Wilnan yang kebetulan duduk di antara Jinara dan Jay dengan segera menutup telinganya sembari mengusap dada, sebab, Jinara dan Jay jika mengobrol memang selalu menggunakan nada tinggi dan membuat telinga sakit.

Shaka yang mulanya kesal kepada Jinara lebih memilih mengalah dan mulai memainkan gitarnya, membuat perdebatan antara sulung dan bungsu Aksara itu terhenti.

"Malam ini malam terakhir kita di Jepang, jadi kita harus lewati dengan bahagia, oke?" Ucap Wilnan ketika memisahkan Jay dan Jinara dari perkelahian.

"Benar, jangan bertengkar, jangan kesal, jangan apa-apa dulu. Kita harus damai dulu, masalah tadi di cancel dulu. Lupakan keluh kesah dan beban kehidupan, oke?" Ucap Key mendadak bijak.

"Aku sedih..- tidak bisa bertemu Kak Yuko lagi." Ucap Jinara sendu sembari menatap api unggun di depannya.

"Lagipula, kan bisa video call atau telpon." saran Wilnan yang iba dengan kisah cinta Jinara. Baru ketemu udah dipisahkan lagi.

"Gak kuat LDR aku tuh." keluh Jinara.

"Lah, memangnya udah pacaran? Belum, kan? Kamu saja belum jawab pernyataan cinta Yuko." celetuk Shaka yang sembari berdoa dalam hati agar Jinara tidak bucin lagi.

"Doain dong bang..-"

"Kita doakan semoga Jinara gak bucin lagi dan fokus sekolah."

"AAMIIN." Ucap serempak Jay, Dava, Wilnan dan Key dengan bersungguh-sungguh.

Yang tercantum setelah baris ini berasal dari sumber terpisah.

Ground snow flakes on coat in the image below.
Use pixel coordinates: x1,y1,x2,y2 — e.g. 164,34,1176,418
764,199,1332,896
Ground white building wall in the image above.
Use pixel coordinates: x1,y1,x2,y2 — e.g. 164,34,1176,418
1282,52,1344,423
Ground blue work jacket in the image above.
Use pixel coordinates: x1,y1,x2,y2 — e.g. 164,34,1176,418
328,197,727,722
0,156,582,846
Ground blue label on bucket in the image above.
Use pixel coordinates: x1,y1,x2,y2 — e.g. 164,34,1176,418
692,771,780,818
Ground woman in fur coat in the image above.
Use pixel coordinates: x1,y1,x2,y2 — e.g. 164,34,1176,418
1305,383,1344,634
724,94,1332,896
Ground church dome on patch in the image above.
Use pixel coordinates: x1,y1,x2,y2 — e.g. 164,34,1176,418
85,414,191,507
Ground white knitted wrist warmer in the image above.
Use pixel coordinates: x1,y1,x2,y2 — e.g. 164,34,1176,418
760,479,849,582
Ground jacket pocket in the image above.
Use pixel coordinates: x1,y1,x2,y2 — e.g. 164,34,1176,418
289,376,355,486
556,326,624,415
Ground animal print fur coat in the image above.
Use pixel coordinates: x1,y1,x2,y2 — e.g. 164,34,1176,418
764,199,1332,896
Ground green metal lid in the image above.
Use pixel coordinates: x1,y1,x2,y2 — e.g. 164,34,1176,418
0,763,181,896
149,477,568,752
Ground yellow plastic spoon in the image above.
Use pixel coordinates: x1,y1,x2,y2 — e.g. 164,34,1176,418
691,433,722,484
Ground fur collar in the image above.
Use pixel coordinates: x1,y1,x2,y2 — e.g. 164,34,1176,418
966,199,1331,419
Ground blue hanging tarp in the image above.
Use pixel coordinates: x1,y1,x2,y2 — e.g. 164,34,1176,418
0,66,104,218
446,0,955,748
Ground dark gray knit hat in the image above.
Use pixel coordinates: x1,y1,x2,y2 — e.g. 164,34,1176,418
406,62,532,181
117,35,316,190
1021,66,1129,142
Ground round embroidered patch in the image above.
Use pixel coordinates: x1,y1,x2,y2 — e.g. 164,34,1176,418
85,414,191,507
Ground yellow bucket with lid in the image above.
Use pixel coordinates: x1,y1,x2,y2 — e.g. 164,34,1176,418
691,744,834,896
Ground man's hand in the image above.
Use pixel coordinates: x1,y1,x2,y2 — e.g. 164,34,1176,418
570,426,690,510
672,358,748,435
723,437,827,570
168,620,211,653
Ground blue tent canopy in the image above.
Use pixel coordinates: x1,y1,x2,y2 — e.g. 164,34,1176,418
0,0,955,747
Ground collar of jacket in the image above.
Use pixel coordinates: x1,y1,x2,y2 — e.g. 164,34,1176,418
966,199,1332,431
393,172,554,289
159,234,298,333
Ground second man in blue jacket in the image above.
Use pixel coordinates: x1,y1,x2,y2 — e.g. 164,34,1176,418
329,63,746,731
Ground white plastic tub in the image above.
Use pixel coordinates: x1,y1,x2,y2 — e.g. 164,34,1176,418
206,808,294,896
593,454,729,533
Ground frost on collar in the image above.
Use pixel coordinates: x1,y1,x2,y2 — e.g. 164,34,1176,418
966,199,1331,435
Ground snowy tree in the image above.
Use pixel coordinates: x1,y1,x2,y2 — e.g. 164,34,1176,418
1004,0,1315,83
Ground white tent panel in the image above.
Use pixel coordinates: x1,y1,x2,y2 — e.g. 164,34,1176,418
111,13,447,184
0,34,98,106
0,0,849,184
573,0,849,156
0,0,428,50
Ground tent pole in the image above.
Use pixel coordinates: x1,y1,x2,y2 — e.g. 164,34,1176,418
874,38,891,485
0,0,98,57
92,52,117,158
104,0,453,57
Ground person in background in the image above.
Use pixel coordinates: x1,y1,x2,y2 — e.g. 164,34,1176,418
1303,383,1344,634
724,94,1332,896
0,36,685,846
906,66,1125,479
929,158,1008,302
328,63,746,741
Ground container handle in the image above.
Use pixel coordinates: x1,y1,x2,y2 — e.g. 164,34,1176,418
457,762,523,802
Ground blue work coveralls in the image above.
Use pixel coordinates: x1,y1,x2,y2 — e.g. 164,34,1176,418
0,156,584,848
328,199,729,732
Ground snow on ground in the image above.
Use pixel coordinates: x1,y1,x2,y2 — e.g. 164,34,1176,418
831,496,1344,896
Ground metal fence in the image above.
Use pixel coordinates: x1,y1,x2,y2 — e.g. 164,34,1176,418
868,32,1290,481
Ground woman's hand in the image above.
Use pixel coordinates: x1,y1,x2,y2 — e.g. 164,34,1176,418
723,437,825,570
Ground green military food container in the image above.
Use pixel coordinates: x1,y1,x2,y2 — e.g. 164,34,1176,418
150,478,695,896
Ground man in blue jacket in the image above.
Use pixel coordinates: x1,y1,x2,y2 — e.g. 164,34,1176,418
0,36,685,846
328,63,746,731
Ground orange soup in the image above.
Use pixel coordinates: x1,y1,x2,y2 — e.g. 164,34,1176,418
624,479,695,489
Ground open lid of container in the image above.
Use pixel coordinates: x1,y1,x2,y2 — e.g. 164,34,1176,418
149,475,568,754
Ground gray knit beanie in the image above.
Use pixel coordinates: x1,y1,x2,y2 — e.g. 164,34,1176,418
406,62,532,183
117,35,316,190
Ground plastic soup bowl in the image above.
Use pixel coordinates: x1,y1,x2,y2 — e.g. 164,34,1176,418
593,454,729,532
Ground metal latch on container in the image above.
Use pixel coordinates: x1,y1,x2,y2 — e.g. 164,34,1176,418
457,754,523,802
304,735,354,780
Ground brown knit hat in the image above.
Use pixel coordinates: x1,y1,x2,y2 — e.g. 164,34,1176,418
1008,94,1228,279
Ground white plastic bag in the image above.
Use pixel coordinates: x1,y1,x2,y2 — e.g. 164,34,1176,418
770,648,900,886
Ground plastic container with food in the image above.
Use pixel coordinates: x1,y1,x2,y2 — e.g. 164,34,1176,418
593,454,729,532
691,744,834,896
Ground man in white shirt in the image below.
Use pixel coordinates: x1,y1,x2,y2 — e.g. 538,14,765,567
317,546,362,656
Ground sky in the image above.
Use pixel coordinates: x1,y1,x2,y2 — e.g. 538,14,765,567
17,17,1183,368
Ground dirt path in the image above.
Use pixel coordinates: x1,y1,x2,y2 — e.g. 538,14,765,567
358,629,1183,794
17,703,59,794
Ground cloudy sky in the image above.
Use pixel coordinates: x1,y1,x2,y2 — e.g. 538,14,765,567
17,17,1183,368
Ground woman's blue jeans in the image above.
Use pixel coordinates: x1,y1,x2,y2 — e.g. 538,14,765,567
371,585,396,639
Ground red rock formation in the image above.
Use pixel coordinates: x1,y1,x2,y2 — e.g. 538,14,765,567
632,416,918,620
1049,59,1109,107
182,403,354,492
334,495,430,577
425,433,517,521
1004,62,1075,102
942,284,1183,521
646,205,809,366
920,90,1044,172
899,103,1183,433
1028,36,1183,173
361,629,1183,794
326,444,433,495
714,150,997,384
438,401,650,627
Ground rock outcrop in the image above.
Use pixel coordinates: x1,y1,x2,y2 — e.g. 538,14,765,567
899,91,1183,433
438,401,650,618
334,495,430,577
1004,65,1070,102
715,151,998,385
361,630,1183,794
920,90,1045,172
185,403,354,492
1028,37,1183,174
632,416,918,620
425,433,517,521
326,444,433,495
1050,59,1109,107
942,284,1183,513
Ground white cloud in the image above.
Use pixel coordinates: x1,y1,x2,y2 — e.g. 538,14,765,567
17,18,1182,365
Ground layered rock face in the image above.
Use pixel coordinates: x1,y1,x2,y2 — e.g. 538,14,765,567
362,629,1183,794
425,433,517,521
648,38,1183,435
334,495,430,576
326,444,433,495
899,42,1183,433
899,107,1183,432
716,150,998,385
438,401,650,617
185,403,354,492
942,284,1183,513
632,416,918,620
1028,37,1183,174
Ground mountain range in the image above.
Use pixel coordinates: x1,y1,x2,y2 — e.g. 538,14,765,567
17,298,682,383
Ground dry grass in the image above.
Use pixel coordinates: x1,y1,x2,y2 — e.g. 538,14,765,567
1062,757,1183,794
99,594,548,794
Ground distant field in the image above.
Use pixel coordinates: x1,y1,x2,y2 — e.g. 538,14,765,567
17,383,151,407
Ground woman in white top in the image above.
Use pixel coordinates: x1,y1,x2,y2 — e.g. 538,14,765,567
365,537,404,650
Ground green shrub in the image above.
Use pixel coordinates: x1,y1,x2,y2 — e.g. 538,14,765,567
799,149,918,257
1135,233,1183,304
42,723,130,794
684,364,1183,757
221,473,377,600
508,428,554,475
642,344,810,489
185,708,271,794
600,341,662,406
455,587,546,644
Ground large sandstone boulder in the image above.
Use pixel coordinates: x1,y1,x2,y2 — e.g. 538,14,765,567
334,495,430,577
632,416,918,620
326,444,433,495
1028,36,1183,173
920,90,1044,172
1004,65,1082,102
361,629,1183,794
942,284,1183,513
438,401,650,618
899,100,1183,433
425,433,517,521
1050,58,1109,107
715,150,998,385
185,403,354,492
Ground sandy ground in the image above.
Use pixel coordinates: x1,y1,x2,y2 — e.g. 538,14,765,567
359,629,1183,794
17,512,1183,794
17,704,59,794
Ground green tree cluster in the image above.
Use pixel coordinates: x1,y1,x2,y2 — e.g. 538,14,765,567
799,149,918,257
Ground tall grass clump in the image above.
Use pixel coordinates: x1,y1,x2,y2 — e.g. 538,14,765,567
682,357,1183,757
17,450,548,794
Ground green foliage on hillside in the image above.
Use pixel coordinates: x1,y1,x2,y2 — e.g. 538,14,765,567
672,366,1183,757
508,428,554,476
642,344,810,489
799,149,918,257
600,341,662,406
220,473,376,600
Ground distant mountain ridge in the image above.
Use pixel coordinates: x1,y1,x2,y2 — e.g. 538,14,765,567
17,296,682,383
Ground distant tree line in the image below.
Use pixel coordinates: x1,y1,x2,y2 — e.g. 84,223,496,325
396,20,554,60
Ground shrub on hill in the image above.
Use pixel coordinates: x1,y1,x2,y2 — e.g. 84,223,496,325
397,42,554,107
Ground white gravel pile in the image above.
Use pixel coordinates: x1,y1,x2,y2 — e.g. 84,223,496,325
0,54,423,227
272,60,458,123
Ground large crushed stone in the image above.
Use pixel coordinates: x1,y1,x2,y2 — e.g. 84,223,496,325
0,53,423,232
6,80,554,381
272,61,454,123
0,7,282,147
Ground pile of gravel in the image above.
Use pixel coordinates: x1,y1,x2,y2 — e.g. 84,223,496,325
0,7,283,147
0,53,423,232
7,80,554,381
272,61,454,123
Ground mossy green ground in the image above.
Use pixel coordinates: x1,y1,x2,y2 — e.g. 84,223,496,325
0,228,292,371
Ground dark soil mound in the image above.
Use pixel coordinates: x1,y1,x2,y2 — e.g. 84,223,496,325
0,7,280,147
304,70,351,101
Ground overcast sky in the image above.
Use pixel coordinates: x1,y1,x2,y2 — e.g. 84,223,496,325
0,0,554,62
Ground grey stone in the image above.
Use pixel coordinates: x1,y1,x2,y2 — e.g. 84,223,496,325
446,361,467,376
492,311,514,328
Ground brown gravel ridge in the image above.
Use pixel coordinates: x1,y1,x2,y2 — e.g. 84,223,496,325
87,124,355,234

"KOK DOA NYA GITU?" Jinara berseru tak terima dan menatap kesal kelima kakaknya itu.

"kan minta doa, udah di doain malah gitu."

"Ohiya, bunda mana?" Tanya Jinara mengalihkan pembicaraan karena malas berdebat dengan para kakaknya yang tidak mau mengalah dan disalahkan itu.

"Lagi masak sama Paman Dani di dapur, dan kita semua disuruh tunggu di sini sembari nyiapin semuanya." Jawab Jay.

Wilnan menyimpan jagungnya dan memilih untuk mendekati Jinara dan duduk di sebelah adiknya itu. Jinara menoleh sekilas lalu memalingkan wajahnya ke api unggun. Setetes air mata turun dari kedua mata Jinara, namun karena ia tidak ingin menangis, ia menyeka air matanya itu dan berdehem. Sayangnya Wilnan melihat semua itu, anak keempat Aksara itu merangkul Jinara dan mengusap lengannya, memberi semangat pada sang adik agar lebih kuat.